The Sussex Inn had fallen behind in its taxes and other municipal bills. At a borough meeting on April 5, 2011, the public asked if the mayor, Chris Parrott, was receiving special treatment, and if he had hired Ursin to represent him as the owner of the Sussex Inn. Ursin replied that he “absolutely did not.”
One year later, the borough council passed an ordinance requiring anyone with a political position in the borough have their water/sewer bills and taxes fully paid up and kept current.
Parrott left office in March 2012. Ursin continued to represent the Sussex Inn while serving as borough attorney, even after the borough was a named party to the state’s condemnation of a slice of the inn’s property. Ursin helped Parrott negotiate a $515,000 deal with the transportation department.
Jesse Wolosky of Sparta sought to buy the Sussex Inn tax lien after Parrott was no longer mayor. There were no other bidders. In the spring of 2013, the borough council told Ursin “to negotiate an agreement” with Wolosky.
Ursin did not disclose that he was also representing the Sussex Inn in the condemnation action.
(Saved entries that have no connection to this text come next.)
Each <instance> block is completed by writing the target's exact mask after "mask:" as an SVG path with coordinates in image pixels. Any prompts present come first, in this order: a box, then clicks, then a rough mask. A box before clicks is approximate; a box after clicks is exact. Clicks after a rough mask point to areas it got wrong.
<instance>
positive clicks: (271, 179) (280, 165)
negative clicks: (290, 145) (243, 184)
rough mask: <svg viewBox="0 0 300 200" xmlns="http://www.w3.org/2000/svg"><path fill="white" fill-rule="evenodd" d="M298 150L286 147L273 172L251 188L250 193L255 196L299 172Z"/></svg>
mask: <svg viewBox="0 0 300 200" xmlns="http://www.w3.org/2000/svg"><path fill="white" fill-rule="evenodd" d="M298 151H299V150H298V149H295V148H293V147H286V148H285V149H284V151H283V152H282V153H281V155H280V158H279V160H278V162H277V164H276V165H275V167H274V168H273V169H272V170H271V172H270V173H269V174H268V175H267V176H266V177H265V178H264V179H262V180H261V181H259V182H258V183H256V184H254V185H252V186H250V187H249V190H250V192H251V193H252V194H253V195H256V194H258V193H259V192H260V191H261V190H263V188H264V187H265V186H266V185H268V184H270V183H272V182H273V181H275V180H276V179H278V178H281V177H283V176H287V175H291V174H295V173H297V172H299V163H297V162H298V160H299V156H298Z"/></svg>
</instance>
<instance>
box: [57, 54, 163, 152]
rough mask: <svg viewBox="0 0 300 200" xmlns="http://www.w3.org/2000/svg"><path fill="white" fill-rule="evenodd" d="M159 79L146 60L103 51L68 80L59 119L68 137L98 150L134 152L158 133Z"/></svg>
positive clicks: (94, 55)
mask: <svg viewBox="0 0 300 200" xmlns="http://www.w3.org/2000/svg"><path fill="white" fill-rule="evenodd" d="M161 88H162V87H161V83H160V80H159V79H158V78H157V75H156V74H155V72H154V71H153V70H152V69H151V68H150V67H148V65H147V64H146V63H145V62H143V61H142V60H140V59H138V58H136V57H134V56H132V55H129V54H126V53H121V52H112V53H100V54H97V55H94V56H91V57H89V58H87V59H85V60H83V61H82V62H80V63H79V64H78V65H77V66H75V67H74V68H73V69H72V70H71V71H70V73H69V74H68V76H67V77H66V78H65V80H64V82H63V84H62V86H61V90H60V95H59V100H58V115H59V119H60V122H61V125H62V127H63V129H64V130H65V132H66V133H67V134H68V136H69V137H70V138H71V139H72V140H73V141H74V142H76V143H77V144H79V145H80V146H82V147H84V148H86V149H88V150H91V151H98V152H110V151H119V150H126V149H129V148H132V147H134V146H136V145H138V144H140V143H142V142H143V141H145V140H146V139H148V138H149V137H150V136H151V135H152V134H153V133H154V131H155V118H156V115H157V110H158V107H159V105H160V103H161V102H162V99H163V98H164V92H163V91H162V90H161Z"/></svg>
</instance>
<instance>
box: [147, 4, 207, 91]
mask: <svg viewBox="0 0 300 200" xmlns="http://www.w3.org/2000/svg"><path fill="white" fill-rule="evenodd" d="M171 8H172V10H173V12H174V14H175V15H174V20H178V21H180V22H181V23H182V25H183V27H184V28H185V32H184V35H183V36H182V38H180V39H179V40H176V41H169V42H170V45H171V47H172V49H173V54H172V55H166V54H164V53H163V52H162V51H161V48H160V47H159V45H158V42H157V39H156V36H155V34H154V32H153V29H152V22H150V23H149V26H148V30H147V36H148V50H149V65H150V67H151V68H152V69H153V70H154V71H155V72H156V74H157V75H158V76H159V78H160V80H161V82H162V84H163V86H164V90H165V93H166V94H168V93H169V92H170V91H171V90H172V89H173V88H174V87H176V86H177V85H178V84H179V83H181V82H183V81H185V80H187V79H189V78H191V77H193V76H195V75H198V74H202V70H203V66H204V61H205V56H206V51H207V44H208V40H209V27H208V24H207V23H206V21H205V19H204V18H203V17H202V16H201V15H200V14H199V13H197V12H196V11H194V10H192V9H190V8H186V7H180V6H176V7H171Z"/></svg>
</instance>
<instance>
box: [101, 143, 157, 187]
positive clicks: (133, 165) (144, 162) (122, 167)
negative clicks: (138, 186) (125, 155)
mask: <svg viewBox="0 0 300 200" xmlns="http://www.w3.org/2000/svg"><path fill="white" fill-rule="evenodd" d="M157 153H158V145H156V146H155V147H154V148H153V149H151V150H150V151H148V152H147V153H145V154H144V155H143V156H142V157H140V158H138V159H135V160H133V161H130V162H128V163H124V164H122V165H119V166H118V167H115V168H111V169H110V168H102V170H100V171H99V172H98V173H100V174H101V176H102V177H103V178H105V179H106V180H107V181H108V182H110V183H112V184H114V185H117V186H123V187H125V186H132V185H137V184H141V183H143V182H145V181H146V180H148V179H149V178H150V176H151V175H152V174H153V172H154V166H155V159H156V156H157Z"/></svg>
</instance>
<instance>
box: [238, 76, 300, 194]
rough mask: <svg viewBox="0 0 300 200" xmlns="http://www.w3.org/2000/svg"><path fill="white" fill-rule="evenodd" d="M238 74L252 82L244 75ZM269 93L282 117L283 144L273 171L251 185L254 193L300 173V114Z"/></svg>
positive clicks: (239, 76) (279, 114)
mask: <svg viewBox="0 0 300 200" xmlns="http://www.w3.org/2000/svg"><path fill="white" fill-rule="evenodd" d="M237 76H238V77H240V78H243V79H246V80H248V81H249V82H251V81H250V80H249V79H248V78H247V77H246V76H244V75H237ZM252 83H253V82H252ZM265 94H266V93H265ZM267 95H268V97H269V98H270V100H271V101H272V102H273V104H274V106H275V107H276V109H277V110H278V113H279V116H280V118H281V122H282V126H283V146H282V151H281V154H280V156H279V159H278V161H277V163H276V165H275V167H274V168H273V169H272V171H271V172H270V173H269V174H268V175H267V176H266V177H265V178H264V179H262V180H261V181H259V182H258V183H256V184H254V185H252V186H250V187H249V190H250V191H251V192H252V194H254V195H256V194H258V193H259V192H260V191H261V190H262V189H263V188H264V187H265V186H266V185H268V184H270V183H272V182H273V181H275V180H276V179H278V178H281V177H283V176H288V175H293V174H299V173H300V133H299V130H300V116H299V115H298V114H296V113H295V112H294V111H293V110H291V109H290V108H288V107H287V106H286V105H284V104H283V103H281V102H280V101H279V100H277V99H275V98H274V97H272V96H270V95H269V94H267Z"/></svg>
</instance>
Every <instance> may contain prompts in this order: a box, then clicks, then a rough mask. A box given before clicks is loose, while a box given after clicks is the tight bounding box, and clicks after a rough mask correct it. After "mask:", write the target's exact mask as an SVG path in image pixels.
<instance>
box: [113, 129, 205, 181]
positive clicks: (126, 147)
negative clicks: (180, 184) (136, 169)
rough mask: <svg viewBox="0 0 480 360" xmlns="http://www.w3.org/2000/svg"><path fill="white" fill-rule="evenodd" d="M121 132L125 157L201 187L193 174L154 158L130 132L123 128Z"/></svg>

Via emails and letters, Ursin slowed down the assignment of the Sussex Inn certificate, even though borough attorneys do not handle such actions, according to the Supreme Court Ethics Committee for District XA.
The eminent domain action was ultimately settled in the summer of 2013.
Ursin then tried to negotiate simultaneously how the money would be distributed both to the borough and the inn. One check went to the Sussex Inn and another to the borough to cover the inn’s taxes and bills in arrears.
Judge Thomas Weisenbeck entered an order in December 2013 requiring that the borough be paid first and in full.
The dual representation continued until Parrott’s ex-wife contested the priority of the payments.
“This action placed the borough’s priority to the money at jeopardy,” according to the complaint by the Supreme Court’s Ethics Committee. “Within 48 hours, Ursin and his firm withdrew from representing Sussex Inn in the NJDOT Condemnation Action.”
Ursin delayed telling the council of his dual representation and only informed the new mayor, Jonathan Rose, after the condemnation matter was settled. In January 2014, the borough council voted Ursin out as borough attorney, 4-3, with Rose casting the deciding vote.